プラトン(主人公の仲間・ギリシャの哲学者)

 

梵天王(トバツ市の支配者・仏教の神)

帝釈天(主人公のライバル・仏教の神)

 

ナザレのイエス惑星開発委員会の職員・キリスト)

イスカリオテのユダ(ゼンゼンシティの首相・キリストの弟子)

 

弥勒(救世主と言われる・仏教の菩薩)

 

歴史上の人物を飛び越して、神とか仏なんですよ。

だから最初に読んだ時は、宗教界から反発を受けなかったのかなと思いました。

 

とくにキリストは主人公の敵として描かれてますからね。

 

でも、ストーリーは割とわかりやすくて、

世界を破滅させようとする【シ(=死)】や、

彼(?)が支配する『惑星開発委員会』と戦う物語なんですよ。

 

地球ができた経緯というのも面白かったです。

 

『新星雲紀双太陽 青93より黄17の夏

アスタータにおける惑星開発委員会は「シ」の命を受け、

アイ星域第三惑星にヘリオ・セス・ベータ型の開発を試みることになった』

 

このヘリオ・セス・ベータ型の開発というのは、

小さな目に見えない粒子から生命体を進化させるというもので、

惑星開発委員会』はそういった様々な実験を宇宙の各地で行っていたんです。

 

でも、それが上手く行かないと、

生命が存在しているにも関わらず、宇宙や惑星を滅ぼしてしまうんですよね。

 

なんという身勝手で非情な仕打ちなんでしょうか。

 

しかし、スケールがたいへん大きいため、ただの勧善懲悪モノに留まらず、

「生命とは何か」というテーマについて考えることができる作品です。

 

主人公の阿修羅王は戦いの神ですが、

中性的な少女として描かれているのもいいですね。

 

彼女の仲間のシッタータはなんとお釈迦様で、

この作品一のイケメンになっています。

 

銀河英雄伝説キルヒアイスに似ていると思うのは、私だけでしょうか?

 

彼らは惑星開発委員会に属するイエスらと戦いますが、

その随所にSF用語が出てきて興味深いです。

 

テーマと登場人物が重厚なため、

大団円となるハッピーエンドにはならないんですが、

誰も予想できない意外な結末に驚きますよ。

 

妙香のまとめ

 

シッタータ「神と戦うのか?」

 

阿修羅王「おお、そうとも。
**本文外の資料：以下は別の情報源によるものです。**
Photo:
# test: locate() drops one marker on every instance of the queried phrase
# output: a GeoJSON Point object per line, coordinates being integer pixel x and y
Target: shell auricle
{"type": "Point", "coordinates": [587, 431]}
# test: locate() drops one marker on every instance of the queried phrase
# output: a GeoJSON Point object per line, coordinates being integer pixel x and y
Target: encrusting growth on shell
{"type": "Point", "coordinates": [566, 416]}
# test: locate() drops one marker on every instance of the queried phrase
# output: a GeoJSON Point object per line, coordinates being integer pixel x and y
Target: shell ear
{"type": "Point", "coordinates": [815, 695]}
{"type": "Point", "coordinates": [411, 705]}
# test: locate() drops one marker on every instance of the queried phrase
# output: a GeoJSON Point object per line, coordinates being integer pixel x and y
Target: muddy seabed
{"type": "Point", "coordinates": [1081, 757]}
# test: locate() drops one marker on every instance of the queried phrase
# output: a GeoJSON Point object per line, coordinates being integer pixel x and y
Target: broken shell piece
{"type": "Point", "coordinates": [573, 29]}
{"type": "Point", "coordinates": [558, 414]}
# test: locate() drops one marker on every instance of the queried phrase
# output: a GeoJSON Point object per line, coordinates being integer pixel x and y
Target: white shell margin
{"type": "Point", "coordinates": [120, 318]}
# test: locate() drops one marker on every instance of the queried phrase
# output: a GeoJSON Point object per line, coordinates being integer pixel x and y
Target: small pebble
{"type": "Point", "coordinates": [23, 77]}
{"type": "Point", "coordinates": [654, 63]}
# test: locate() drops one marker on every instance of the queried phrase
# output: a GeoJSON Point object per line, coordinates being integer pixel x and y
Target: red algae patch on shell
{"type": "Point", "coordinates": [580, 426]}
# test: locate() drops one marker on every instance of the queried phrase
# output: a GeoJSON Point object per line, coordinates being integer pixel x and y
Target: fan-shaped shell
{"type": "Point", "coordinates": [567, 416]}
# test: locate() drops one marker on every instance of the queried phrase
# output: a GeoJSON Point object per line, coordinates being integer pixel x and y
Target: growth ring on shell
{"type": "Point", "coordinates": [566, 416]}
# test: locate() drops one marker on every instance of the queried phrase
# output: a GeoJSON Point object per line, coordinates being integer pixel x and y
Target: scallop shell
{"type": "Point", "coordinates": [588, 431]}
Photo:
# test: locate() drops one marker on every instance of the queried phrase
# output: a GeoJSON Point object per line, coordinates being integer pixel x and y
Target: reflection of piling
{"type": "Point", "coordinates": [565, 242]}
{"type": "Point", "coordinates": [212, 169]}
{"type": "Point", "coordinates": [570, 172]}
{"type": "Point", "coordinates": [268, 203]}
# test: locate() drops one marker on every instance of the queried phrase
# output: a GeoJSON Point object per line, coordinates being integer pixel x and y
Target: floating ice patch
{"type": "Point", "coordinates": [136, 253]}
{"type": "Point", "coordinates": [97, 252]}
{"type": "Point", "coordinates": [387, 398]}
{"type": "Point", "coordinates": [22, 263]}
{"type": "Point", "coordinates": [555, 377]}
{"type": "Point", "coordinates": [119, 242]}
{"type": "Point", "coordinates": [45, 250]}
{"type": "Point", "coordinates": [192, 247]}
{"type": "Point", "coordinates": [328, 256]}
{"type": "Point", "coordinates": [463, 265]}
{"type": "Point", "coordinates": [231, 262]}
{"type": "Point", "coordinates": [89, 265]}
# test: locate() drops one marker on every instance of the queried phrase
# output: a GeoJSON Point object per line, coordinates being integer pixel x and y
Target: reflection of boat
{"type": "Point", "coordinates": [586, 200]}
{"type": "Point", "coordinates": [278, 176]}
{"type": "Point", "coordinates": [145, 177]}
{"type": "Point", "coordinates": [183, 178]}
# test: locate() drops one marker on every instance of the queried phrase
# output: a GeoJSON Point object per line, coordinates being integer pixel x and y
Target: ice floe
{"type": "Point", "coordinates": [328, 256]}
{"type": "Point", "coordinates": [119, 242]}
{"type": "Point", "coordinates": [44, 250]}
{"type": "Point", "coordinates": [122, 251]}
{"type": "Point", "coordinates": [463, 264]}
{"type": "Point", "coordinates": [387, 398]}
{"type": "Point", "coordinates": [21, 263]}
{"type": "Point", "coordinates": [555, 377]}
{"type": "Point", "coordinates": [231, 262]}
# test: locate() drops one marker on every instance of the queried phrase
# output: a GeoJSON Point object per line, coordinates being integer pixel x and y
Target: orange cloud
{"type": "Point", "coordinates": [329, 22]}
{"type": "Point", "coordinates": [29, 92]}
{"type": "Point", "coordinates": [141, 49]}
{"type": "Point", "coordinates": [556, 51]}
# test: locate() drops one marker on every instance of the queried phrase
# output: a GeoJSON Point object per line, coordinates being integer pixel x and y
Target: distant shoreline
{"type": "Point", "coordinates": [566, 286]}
わたしは相手がなに者であろうと戦ってやる。

このわたしの住む世界を滅ぼそうとする者があるのなら、

それが神であろうと戦ってやる」

 

いまですら破滅は進んでいる

末世へと限りない週末へと

いまわれわれは目覚めた

間に合うか!?

 

自分の住む世界を理不尽な理由で滅ぼされるとしたら、

誰もがそれを守るために戦うんじゃないでしょうか。

 

これは「神」に限らず、

日常の些細なことや世界情勢でも同じことが言えるでしょう。

 

和解や共存というのはなかなか難しいことではありますが、

それができる世界が安穏で理想なんじゃないかと思いますね。

 

少し難しい内容のコミックですが、ぜひ一読することをおすすめします。

小説版の原作は光瀬龍先生です。

 

12年前から私の大事なバイブルになっています。